Flushing Brake Fluid
  1. On a level surface, set the car in gear and place a stop behind the tires to keep it from rolling.
  2. Open the hood and locate the master cylinder. ...
  3. Using a turkey baster, suck out all the fluid. ...
  4. Refill the reservoir back up to the fill line using fresh brake fluid.

Is it OK to add new brake fluid to old brake fluid? ›

Unless the existing brake fluid within the system is contaminated (dirt, water etc.) you can probably safely add fluid to the old. Just ensure that the new fluid that you add is the same as what is in the system.

What happens if my brake fluid is brown? ›

Black or brown brake fluid is a sign that it is heavily contaminated. When this is the case, the brake system's ability to build pressure s diminished, and the performance of the brakes can be affected. Contaminated brake fluid can make the brakes become spongy.

How long can a motorcycle sit unused? ›

When properly prepared and stored, a motorcycle can sit for up to 24 months without being ridden.

Whats high mileage for a motorcycle? ›

What is considered high mileage for a motorcycle? Usually, high mileage for a motorcycle is anywhere between 20,000 to 50,000 miles for all different kinds of bikes. But, just because a motorcycle has high mileage doesn't necessarily mean that it's in poor condition.
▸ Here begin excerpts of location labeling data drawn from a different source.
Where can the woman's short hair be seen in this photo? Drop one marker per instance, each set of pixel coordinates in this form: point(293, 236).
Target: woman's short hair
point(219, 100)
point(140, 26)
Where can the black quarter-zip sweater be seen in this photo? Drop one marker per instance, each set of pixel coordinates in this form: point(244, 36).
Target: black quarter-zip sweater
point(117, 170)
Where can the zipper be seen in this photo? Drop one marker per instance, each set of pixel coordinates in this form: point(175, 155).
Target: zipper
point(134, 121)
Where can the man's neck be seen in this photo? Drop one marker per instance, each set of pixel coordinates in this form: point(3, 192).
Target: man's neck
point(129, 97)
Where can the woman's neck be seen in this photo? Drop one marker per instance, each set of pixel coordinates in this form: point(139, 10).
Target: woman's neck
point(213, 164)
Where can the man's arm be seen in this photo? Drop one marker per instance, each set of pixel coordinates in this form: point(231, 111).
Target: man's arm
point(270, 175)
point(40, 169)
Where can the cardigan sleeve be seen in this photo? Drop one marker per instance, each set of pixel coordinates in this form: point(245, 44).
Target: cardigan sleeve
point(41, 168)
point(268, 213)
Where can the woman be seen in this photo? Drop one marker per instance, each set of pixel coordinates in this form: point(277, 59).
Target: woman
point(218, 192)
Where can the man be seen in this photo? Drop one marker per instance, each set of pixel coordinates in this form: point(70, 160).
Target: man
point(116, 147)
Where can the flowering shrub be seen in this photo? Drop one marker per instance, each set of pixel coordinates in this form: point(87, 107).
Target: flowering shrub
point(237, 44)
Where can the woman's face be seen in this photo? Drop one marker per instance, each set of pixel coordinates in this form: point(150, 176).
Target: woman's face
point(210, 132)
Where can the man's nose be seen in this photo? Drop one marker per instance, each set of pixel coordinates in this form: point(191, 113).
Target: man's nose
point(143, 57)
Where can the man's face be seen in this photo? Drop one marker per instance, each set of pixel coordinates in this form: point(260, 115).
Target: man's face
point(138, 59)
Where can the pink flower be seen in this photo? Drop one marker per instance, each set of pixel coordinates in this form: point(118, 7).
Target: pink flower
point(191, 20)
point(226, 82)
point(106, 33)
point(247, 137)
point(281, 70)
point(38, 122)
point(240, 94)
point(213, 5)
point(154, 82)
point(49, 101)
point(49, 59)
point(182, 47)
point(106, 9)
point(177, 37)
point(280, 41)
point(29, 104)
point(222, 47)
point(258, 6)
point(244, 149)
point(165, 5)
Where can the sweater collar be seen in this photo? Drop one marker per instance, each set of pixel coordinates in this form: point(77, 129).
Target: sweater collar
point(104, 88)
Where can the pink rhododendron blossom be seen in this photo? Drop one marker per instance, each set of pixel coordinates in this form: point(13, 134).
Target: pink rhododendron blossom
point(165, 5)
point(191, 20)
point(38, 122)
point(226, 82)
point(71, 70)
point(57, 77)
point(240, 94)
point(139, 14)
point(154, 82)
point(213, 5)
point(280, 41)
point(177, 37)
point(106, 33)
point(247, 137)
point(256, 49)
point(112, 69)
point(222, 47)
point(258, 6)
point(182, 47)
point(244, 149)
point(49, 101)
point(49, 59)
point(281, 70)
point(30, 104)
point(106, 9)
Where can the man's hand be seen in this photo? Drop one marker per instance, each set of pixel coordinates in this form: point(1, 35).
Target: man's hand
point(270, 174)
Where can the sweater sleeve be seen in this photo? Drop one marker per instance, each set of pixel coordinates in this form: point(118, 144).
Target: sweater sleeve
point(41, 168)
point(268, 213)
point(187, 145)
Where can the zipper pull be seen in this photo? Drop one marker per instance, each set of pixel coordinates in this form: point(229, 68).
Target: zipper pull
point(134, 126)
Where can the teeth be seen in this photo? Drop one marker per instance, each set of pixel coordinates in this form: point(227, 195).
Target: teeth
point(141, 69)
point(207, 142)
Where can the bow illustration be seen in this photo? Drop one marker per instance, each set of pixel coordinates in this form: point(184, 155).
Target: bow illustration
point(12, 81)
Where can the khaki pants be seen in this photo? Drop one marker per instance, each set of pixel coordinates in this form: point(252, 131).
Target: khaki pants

How long does oil last if not driven? ›

If you aren't driving very far, the oil doesn't get hot enough to evaporate that water. Exposing the oil to moisture degrades the oil as much as running the engine hard for 5,000 miles. The solution is to flush all that stuff out with fresh oil every 5,000 miles or 6 months, whichever comes first.

How much does a motorcycle brake flush cost? ›

The costs of changing the brake fluid, or doing a brake fluid flush, should cost between $80 to $130 and should be done by a professional mechanic to ensure safety. These costs can vary based on whether you want to change the fluid yourself and the type of fluid you have.

Is Low brake fluid serious? ›

Your vehicle shouldn't lose brake fluid in normal operation. The level drops only slightly with wear of brakes. So, if the level is down, there's a chance there's a leak somewhere. Consult a service professional immediately to have it addressed and avoid possible dangerous reduction in brake performance.